Thursday, February 20, 2020

"Everything Bad is Good for You"

(How Today's Popular Culture is Actually Making Us Smarter)
-by steven johnson
2005
How often does a book challenge, nay change, the way you look at the world? Few of us seek such change...we're drawn to books the way we're drawn to people, choosing those who reinforce what we want to believe.
I thought i was a cutting-edge progressive. This book exposed me as a crusty conservative: "Damned TV...reality shows and thirteen CSIs! Infernal video games, stripping our youth of their social skills and conditioning them to hyper-violence! Go read a book, go outside!" Yes, that was me. And while those positions aren't entirely wrong (most reality shows worship at the altar of cutthroat narcissism, and too many shows and games desensitize us to violence), the larger charge of TV and video dumbing our culture down couldn't be more wrong.
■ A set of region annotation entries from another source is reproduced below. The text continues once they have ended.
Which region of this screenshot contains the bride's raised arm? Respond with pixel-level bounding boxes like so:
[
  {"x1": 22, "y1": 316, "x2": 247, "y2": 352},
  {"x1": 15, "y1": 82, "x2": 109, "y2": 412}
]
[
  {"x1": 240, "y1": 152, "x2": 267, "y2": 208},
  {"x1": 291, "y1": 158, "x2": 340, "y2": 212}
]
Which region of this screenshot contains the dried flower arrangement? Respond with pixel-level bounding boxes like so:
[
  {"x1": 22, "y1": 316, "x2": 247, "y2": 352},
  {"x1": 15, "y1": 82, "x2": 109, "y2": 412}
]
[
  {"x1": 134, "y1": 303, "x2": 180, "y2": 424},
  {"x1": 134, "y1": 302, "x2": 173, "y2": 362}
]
The opposite has taken place over the past fifty years - average IQs have been climbing at a steady rate. Johnson makes a compelling case that the single greatest cause is the genre-shifting leaps of complexity in TV plots and video games. The average show forty years ago involved a single plot moving forward to its own resolution. Today, we ingest cornucopias of subplots and co-plots that resolve over the course of a season (or many seasons). "Reduced attention spans"? Steven thinks not. The first video game? Pong. Now, they require weeks of intense problem-solving to master. Human brains constantly seek challenge, and the marketplace obeys that mandate, or its product dies. As for social skills, you could easily argue that books are more crippling than video games, which force players to problem-solve (and prioritize, and long-term strategize) with other online humyns. And surprise, hyper-violent games are a minority among the most successful games ever.
But wait - there's more! Reality shows force you to constantly evaluate contestants' emotional IQs, to project who will succeed or fail. In doing so, we sharpen our own social skills. And the "degradation" of politics in the TV age, where style (or looks) triumph over substance? Johnson takes the opposite view - that we now have an intimacy with politicians we were heretofore denied, which allows us to assess their emotional skills. In the era of sound bites, much is lost...but much is gained. Johnson asks whether nixon lost to kennedy not because he was ugly or nervous, but because the glare of lights revealed something intuitively untrustworthy. I'm not ready to swallow that one fully, but it's a question worth asking. The lincoln/douglas debates showed prodigious mental agility and decisiveness...yet also revealed nothing about how the candidates might run a meeting or resolve a dispute.
In an era when public schools have long been declining, how have IQs kept rising? There has to be an outside factor. Johnson points out that this cultural leap in smarts isn't affecting the visionaries, whose population percentage has remained constant, but rather the large mass in the middle of the curve. The people who watch TV and play games.
A brilliant offering, steven. Thank you for keeping us on our toes.